A poster with the hunchbacked image of a Neanderthal and the slogan “From Monkey to Man. Seville. The Sixth Conference on Evolutionary Anthropology” appeared stuck to the door of the professor’s office. Antonia knocked lightly a couple of times on the wooden door and opened it halfway, sticking her head in through the crack.

“Marta, Daniel’s brother is here.”

“Tell him to come in, please,” she granted in a deep, modulated voice, so musical it seemed like I was listening to a radio announcer or an opera singer. But the voice tricked me, because when the girl with bangs moved aside to let me pass, I discovered that Ona had not exaggerated in regards to the age and character of Dr. Torrent. The first thing I saw was short hair on the verge of being completely white, and, between this and some white eyebrows, a terrible furrowed brow that put me on guard. Certainly, the scowl disappeared when her eyes—covered by some modern glasses with blue frames, very narrow and attached to a metal chain that hung from the frames—left the papers they were examining to focus on me, but I had already gotten a disagreeable impression that I wouldn’t let go of for a long time. If Ona had said she was a witch, she must be right, because that was my first impression too.

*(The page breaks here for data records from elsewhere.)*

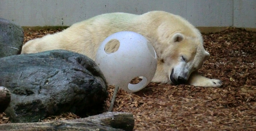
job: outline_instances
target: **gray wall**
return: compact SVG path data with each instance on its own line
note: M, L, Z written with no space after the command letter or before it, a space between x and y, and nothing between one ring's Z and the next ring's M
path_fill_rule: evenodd
M70 26L102 14L162 10L197 27L256 28L255 0L0 0L0 18L21 26Z

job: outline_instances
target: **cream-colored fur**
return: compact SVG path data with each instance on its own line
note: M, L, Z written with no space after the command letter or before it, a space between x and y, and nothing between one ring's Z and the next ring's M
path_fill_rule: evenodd
M109 36L121 31L140 33L151 42L158 60L152 81L196 86L218 87L218 80L198 74L209 54L203 47L199 31L181 17L162 11L141 15L113 13L99 15L75 24L62 32L28 41L22 54L61 49L84 54L94 60L98 47ZM106 47L108 52L118 46Z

In a friendly way, although not exaggerated, she took off her glasses, stood up, and walked around her desk, stopping halfway without the slightest gesture of greeting. Nor did she smile; it
seemed as if she were indifferent to me, and that interview only one of the many inconveniences that her job entailed. I had to concede one thing: She dressed with an elegance that did not belong to someone whose profession was study and research. I had always imagined that female university professors of a certain age tended not to be very well put together, but if that were the case, this Torrent woman—who must be about fifty, with a small slender body—didn’t fit the pattern. She wore a suit with a suede jacket, very high heels, and a pearl necklace and matching pearl earrings, and a wide silver bracelet as her only accessories. I didn’t see a watch anywhere. One thing was certain: She must go out every day to soak up the UV, because she was brown, truly brown, and very much so, to the point of not needing makeup.

“Come in, Mr. Cornwall. Have a seat, please,” she said with that beautiful voice that seemed to belong to someone else.

“My name is Arnau Queralt, Dr. Torrent. I’m Daniel’s elder brother.”

If the difference in surnames surprised her, she didn’t show it; she limited herself to returning to her seat in her armchair and staring fixedly at me in the hope that I would open the discussion. Unfortunately, like a good hacker, my set of social skills—not intellectual skills or work skills—was minimal and my resources came exclusively from determination and force of will, so I left my briefcase on the floor next to me and stayed silent, asking myself where I should begin and what I should say. The bad thing was that the silence lasted a long time, because Dr. Torrent was, of course, a hard woman, with a greater than normal coolness, capable of remaining undaunted in a situation that was becoming more awkward with each second.